6 June 2000
For immediate release
Remember the Sixties? Of course you don't. For, as they say, if you remember the Sixties, you weren't really there. But there are plenty of clues still left around to suggest what the decade was all about, including the remarkable, modernist architecture of the University of Sussex.
To mark Architecture Week 2000, the Gardner Arts Centre at the University of Sussex is holding an open day on Sunday, June 11 for people to learn more about some of the Grade I and Grade II* listed buildings at the Falmer campus.
Dr Maurice Howard, reader in History of Art at the University, will give an illustrated talk about architect Sir Basil Spence, whose earliest buildings at Falmer are now considered to be of national significance.
Together with other members of the University of Sussex History of Art department, he will also lead tours of some of the listed buildings. These include the Gardner Arts Centre, with its flowing curves; Falmer House, with its surprising irregularities; and the Meeting House, which has a roof like a Sussex hop kiln. Staff at the Gardner Arts Centre will also be offering a backstage tour.

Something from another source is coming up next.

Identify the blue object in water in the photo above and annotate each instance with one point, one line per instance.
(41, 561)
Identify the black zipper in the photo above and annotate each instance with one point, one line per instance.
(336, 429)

"When these places were built, it was an exciting time," says Dr Howard. "Sir Basil Spence had designed Coventry Cathedral, which was one of the most talked-about buildings in the country, and had been involved with the Festival of Britain."
"The buildings at the University of Sussex were designed to fit in with the Downs and the wonderful landscape. But they also reflected the modern views of what universities were all about. Now their uses are changing and we need to think about their future and why it's important to preserve them."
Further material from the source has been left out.